Another time, I was sharing a room with a midget wrestler called Little Tokyo. This is what I did: we went to the bar, and I dropped two halcyons in his drink. Later, we went to a restaurant, and he passed out on the table.
So there he was, with his head on the table, and I called the waitress over and asked her to remove all the plates. After she’d taken all the stuff away, I picked Tokyo up – well, he was only about three foot – and dumped him on the table. At this point, I thought, “Bollocks” and was about to leave when two policemen walked in. I don’t know why I did it, but I went up to the police and said, “Excuse me, but I just ordered some food and this stranger came over and passed out on my table.” So (laughs) the police dragged him off the table, handcuffed him, threw him in a police car and took him down the cells (laughs). 

 You haven’t been on speaking terms with Davey Boyz Smith for a number of years now. What happened?

It was a lot of things. A lot of lies and things he was saying behind my back. For example, he called his parent, my auntie and uncle, and told them about all the drugs I was taking.
Another time, and I’m sure it was her, his wife Diana called All Japan and said, “I’m sorry. The Bulldogs can’t come, because Dynamite is dead. He’s been killed in a car crash.” Which was their attempt to screw up my deal with All Japan . . .
I haven’t spoken to that bastard since 1991. And I won’t again. I would rather hit him than speak to him. 

 When you retired at Budokan Hall in December 1991, did you genuinely believe that you would never wrestle again?

Yes. Because of all my injuries and the pain I was in . . .
The only reason I came back in 1993 was because Giant Baba asked me to. He said, “Please Dynamite, come back, even if it’s only a few times.” So I agreed to it, and went back. But soon after I got there, I knew it wasn’t going to last. I finally told referee Joe Higuchi, “I’m not being funny but, after this tour, I have to retire. Please tell Baba, thank you for everything.” And that was that. 

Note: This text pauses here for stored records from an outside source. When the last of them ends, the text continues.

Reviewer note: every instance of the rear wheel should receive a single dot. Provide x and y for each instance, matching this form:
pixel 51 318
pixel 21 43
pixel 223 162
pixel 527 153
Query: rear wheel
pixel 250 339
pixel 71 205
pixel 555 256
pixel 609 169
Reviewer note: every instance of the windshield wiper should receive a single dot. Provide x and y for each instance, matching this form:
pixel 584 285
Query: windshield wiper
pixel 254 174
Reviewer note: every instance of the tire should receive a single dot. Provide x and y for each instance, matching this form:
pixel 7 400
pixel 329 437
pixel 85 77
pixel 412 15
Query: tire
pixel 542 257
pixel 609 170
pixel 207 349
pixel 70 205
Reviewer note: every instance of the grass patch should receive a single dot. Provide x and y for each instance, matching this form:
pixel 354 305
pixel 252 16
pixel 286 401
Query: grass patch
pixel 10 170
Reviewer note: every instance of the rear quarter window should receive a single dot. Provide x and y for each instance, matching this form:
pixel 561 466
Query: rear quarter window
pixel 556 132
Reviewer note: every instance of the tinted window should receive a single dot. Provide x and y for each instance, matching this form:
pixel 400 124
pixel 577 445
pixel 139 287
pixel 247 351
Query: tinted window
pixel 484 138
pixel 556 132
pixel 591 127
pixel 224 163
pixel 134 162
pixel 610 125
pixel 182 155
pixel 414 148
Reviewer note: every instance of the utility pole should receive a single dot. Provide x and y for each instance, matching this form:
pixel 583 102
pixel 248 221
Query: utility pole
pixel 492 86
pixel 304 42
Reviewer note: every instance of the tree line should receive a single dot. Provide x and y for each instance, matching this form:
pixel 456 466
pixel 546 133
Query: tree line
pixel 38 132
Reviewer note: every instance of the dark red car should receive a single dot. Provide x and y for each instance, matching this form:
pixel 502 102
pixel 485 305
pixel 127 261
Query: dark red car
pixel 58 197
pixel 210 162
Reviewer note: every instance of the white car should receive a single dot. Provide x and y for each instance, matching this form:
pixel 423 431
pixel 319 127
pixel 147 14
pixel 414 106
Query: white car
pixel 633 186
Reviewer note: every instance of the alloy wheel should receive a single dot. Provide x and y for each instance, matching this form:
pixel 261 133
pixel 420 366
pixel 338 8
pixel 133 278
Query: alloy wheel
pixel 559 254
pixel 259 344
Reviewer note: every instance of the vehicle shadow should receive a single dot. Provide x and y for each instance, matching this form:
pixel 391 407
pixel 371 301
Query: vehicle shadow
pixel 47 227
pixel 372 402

 But you came back again, for Michinoku Pro Wrestling, in October 1996. I’ve seen that match and it’s safe to say you were struggling. At that time, you had to be telling yourself, “This REALLY is the end.”

Not half. That was definitely it. 

 What’s your quality of life like now?

I have good days and bad days. I’m pretty much bedridden. I’m paralysed from the waist down . . . my left foot looks like a golf club. So, I’m not walking. If I want to get off this bed, I’ve got to crawl. 

 With that in mind, consider this: were all the dangerous dives, all the bumps, all the knocking yourself out to have a great match every night . . .  was it all worth it?

I would say, yes. 

 So, if you had your time again, you wouldn’t do anything differently?

No. I wouldn’t change a thing. 


Because I loved wrestling, I loved the excitement, I loved my opponents, whether good or bad . . . really, and I mean this, I would do it all again.